New Normals
I don’t think I grasped that a new normal would have to be a new idea of normal. I don’t know if I’ll ever travel by junta public transport again, the second class compartments, the trains & metros. By the time it may be safe to, I may not physically & emotionally be as blase about it as I have been. Public transport has been my life connection to the city that has defined me. It had also been a comfortable way for me to pretend I’m ‘junta’ & not really privileged. A new normal must include accepting that.
The second wave & lockdown hit me harder than the first one. I think the first time around, I was able to build a bubble of self-sufficiency & productivity, which was still some kind of denial. The second time though, that bubble popped, the veneer wore thin. I’ve had to face who I am under these as I realise the surface bustle is just skin. It’s not all hard. It is a relief to set my guard down & admit I need help. But it’s an uncomfortable space since relief isn’t familiar to me. My new normal is learning to be at ease.
New people & connections are easier with my new normal me, which may explain my current Clubhouse fascination.
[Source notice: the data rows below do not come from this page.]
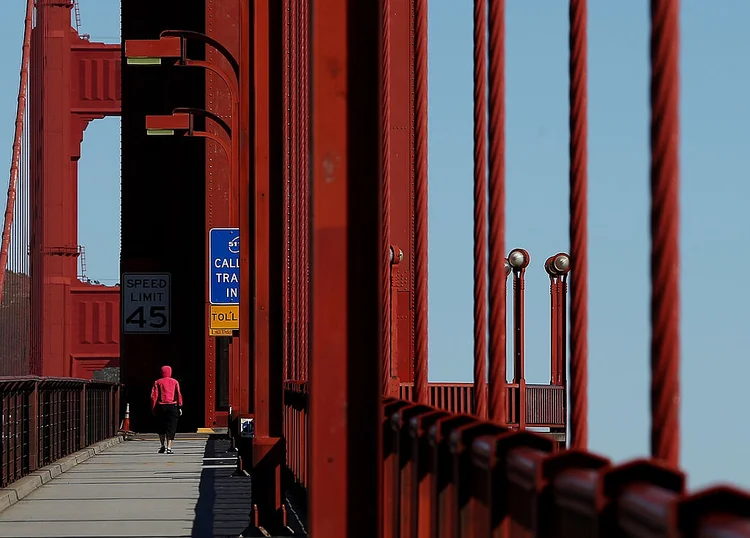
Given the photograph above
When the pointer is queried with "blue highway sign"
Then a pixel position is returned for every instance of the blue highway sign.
(224, 265)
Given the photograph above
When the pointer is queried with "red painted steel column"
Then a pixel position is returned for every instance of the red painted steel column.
(222, 200)
(421, 377)
(54, 228)
(17, 142)
(402, 177)
(385, 194)
(578, 226)
(665, 225)
(497, 274)
(480, 208)
(286, 191)
(345, 394)
(240, 363)
(294, 196)
(268, 451)
(305, 186)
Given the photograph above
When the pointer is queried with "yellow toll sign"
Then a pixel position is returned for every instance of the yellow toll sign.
(224, 319)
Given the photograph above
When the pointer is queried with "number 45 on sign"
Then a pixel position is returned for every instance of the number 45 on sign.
(146, 301)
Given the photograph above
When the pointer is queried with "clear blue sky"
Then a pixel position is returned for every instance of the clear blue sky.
(715, 116)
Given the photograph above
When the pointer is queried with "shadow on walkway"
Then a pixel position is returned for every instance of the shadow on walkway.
(225, 503)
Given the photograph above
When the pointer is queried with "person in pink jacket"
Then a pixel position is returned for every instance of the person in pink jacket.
(166, 405)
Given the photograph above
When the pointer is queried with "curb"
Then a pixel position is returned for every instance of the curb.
(32, 481)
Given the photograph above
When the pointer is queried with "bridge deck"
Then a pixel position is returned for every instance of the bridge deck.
(131, 490)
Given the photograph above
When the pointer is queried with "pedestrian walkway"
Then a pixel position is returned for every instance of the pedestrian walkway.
(131, 490)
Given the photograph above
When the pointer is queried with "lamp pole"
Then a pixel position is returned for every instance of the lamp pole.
(172, 45)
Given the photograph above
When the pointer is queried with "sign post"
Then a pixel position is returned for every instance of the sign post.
(224, 285)
(146, 301)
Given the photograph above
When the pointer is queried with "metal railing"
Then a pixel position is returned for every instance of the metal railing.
(44, 419)
(469, 477)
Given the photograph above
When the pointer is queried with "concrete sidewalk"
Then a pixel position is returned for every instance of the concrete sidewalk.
(129, 490)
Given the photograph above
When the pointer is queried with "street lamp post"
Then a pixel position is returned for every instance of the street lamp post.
(172, 45)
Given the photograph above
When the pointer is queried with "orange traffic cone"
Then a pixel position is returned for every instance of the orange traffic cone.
(126, 423)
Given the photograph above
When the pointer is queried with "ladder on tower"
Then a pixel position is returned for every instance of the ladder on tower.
(82, 255)
(77, 11)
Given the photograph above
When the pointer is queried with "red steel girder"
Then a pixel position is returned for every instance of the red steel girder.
(345, 373)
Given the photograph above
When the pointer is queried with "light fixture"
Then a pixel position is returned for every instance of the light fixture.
(519, 259)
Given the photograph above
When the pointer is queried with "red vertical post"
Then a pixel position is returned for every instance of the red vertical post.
(519, 260)
(295, 188)
(665, 226)
(241, 362)
(286, 192)
(497, 276)
(578, 225)
(402, 178)
(261, 214)
(268, 452)
(480, 208)
(222, 171)
(54, 226)
(385, 194)
(304, 186)
(421, 376)
(15, 164)
(345, 394)
(396, 255)
(554, 354)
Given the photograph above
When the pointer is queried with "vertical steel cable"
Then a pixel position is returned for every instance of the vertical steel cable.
(286, 288)
(17, 140)
(305, 190)
(578, 226)
(497, 278)
(480, 208)
(665, 254)
(421, 393)
(385, 173)
(295, 186)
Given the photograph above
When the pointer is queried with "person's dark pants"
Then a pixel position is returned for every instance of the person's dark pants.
(167, 416)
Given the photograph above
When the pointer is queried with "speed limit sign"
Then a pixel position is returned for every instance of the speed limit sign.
(146, 300)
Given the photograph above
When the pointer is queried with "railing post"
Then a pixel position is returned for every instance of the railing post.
(33, 447)
(115, 411)
(82, 422)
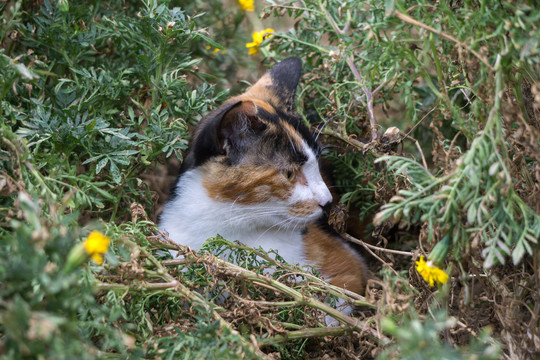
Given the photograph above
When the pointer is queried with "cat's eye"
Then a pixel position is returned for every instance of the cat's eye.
(289, 174)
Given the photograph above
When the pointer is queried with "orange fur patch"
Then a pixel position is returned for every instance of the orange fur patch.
(303, 208)
(244, 184)
(335, 260)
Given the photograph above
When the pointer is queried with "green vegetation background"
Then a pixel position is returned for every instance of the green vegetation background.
(97, 97)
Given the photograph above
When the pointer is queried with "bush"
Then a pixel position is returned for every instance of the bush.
(433, 114)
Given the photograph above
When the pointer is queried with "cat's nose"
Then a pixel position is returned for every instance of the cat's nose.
(323, 196)
(327, 207)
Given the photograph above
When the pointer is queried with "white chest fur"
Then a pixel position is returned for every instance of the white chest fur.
(192, 217)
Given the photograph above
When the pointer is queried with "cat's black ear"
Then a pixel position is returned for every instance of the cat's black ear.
(226, 131)
(278, 85)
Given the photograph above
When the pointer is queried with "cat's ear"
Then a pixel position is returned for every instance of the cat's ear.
(278, 85)
(227, 131)
(239, 127)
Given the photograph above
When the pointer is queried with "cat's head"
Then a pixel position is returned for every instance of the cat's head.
(255, 152)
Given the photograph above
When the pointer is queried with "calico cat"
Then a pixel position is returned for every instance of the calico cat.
(251, 174)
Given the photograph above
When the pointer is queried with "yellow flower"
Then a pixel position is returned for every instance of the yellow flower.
(96, 246)
(430, 273)
(258, 38)
(246, 5)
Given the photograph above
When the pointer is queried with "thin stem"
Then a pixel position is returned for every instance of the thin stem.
(303, 334)
(360, 242)
(369, 98)
(410, 20)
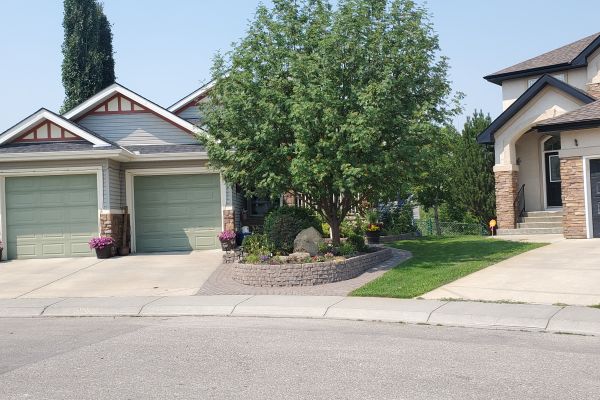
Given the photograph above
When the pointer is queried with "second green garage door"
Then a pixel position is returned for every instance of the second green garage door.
(51, 216)
(177, 212)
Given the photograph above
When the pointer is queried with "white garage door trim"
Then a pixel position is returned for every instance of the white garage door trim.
(129, 192)
(41, 172)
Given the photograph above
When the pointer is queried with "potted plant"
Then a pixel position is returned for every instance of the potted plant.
(227, 239)
(373, 233)
(103, 246)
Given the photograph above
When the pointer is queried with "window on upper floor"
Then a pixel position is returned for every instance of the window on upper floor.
(560, 77)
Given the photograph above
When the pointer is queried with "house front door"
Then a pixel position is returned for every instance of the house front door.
(553, 191)
(595, 186)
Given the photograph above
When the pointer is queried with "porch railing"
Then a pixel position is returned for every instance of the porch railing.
(519, 204)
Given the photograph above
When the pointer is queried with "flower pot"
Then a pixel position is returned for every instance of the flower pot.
(373, 237)
(228, 245)
(105, 252)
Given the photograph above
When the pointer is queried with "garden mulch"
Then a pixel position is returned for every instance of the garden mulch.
(221, 282)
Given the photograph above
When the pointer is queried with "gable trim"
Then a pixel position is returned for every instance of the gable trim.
(487, 136)
(191, 98)
(578, 62)
(91, 104)
(37, 119)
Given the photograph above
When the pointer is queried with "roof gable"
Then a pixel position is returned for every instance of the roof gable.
(572, 55)
(192, 98)
(487, 136)
(46, 126)
(104, 101)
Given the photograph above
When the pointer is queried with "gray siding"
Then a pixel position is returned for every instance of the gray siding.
(191, 112)
(116, 185)
(137, 129)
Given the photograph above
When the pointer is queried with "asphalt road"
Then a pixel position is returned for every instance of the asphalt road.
(255, 358)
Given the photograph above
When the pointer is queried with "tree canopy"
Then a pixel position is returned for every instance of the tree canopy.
(474, 165)
(333, 104)
(88, 64)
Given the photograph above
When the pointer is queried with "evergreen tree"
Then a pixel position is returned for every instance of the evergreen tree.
(332, 103)
(474, 165)
(88, 63)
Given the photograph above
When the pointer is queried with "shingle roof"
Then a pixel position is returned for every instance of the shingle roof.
(487, 136)
(587, 113)
(565, 56)
(169, 148)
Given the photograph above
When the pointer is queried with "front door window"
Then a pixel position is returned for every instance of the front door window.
(552, 172)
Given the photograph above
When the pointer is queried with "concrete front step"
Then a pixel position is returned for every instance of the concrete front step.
(540, 224)
(543, 214)
(530, 231)
(557, 219)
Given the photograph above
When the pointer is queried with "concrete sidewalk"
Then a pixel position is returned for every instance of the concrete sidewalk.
(569, 319)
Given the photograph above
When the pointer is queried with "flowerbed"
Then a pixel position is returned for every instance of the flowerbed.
(309, 273)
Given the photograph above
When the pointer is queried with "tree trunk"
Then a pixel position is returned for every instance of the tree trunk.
(335, 232)
(436, 219)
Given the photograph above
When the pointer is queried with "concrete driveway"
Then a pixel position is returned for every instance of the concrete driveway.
(566, 271)
(160, 274)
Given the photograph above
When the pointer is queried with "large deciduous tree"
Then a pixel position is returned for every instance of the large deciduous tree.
(88, 63)
(333, 104)
(474, 170)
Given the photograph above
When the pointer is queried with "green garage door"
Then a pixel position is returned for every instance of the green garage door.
(51, 216)
(177, 212)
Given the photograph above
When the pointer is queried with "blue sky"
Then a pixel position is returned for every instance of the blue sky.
(164, 49)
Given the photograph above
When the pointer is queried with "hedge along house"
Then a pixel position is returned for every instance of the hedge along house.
(67, 178)
(547, 143)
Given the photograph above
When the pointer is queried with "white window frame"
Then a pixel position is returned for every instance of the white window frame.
(19, 172)
(130, 174)
(550, 177)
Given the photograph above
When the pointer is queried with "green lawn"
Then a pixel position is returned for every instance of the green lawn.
(438, 261)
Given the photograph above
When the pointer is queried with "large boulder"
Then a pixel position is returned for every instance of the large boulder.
(308, 241)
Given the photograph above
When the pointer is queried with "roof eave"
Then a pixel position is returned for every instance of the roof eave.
(487, 136)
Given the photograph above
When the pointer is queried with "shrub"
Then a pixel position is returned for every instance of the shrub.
(283, 224)
(357, 242)
(257, 245)
(346, 249)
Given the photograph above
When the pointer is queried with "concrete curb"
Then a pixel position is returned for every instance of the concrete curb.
(536, 317)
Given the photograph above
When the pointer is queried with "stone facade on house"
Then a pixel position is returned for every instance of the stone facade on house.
(574, 219)
(506, 191)
(309, 274)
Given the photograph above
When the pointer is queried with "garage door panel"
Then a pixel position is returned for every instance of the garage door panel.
(177, 213)
(57, 220)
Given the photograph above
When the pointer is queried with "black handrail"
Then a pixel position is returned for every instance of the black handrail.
(519, 204)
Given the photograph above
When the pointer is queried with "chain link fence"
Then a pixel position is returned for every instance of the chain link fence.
(427, 228)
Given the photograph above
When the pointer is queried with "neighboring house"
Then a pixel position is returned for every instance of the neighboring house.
(547, 143)
(67, 178)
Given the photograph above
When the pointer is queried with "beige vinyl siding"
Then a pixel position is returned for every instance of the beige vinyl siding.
(137, 129)
(115, 185)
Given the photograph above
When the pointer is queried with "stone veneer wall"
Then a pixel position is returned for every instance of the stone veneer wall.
(112, 226)
(571, 173)
(278, 275)
(506, 190)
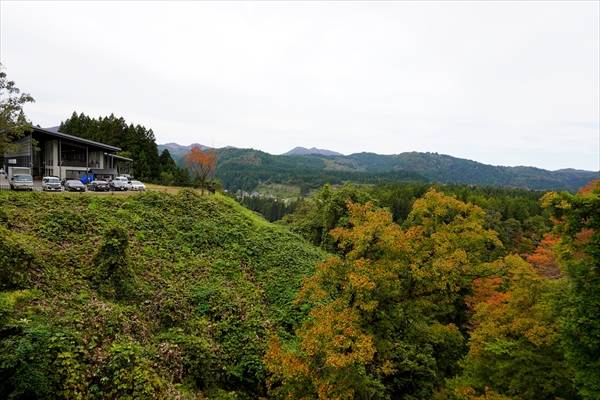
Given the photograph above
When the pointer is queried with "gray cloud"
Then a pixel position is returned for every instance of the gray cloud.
(502, 83)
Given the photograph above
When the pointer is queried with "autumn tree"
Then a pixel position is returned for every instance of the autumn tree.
(578, 224)
(201, 164)
(515, 346)
(385, 316)
(13, 123)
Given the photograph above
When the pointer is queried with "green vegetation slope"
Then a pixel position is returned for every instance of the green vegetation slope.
(161, 295)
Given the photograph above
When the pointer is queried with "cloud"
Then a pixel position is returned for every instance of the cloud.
(501, 83)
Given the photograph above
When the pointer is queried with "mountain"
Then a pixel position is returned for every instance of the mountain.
(303, 151)
(185, 288)
(177, 150)
(247, 169)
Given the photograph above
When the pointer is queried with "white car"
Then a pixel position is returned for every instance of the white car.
(51, 184)
(122, 181)
(137, 185)
(21, 182)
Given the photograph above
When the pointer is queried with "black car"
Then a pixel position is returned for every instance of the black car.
(99, 186)
(73, 185)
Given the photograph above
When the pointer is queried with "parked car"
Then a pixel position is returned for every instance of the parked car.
(51, 184)
(137, 185)
(119, 185)
(74, 185)
(124, 178)
(21, 182)
(99, 186)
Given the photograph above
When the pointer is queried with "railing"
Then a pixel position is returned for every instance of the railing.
(74, 163)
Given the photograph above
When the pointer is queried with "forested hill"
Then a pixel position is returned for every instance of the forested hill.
(164, 296)
(247, 168)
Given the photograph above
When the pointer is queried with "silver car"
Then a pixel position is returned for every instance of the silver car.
(21, 182)
(138, 186)
(51, 184)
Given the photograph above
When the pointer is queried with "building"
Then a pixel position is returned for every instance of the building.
(48, 152)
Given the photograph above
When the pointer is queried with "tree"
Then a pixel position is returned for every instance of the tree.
(578, 224)
(386, 316)
(136, 141)
(515, 347)
(201, 164)
(13, 123)
(167, 164)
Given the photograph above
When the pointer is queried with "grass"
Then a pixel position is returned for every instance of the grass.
(209, 280)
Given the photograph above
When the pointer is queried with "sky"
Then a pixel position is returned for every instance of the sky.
(504, 83)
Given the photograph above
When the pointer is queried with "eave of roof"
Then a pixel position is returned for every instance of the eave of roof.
(118, 157)
(76, 139)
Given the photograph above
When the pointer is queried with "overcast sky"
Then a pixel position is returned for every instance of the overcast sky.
(498, 82)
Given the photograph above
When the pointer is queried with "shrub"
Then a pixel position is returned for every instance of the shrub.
(112, 270)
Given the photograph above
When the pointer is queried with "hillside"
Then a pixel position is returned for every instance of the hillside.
(303, 151)
(246, 169)
(190, 302)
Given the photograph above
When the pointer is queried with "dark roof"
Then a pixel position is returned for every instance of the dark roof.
(54, 132)
(118, 157)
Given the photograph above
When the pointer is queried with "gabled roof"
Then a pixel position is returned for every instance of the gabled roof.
(54, 132)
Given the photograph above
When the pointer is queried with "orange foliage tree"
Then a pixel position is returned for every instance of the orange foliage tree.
(201, 164)
(385, 317)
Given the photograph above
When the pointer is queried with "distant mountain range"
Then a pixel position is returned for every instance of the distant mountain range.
(303, 151)
(248, 168)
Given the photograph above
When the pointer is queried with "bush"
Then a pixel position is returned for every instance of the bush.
(112, 270)
(17, 260)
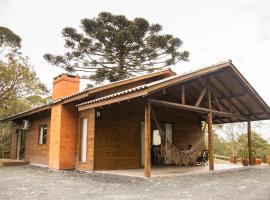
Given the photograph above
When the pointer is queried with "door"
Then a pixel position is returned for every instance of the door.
(21, 139)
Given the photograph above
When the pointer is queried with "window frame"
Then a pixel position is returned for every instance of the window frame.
(81, 140)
It’s a clean slate. But denial has had to be dropped with old me, which means I can’t ignore or discard things that are hard. Old connections have to be transformed or closed with respect & grace. Not everyone wants to do that. But it is on me to bring grace from my end. Sometimes that means saying “Okay, goodbye.” Even if it means crying on the shoulder of someone else about this loss. Crying but still walking, even if with help, that’s my new normal too.
Eventually, the biggest struggle of this pandemic is to outlast it, even if with scars & transformation. I guess survival is normal & change has always been normal. Stay safe, stay kind, stay hopeful, you.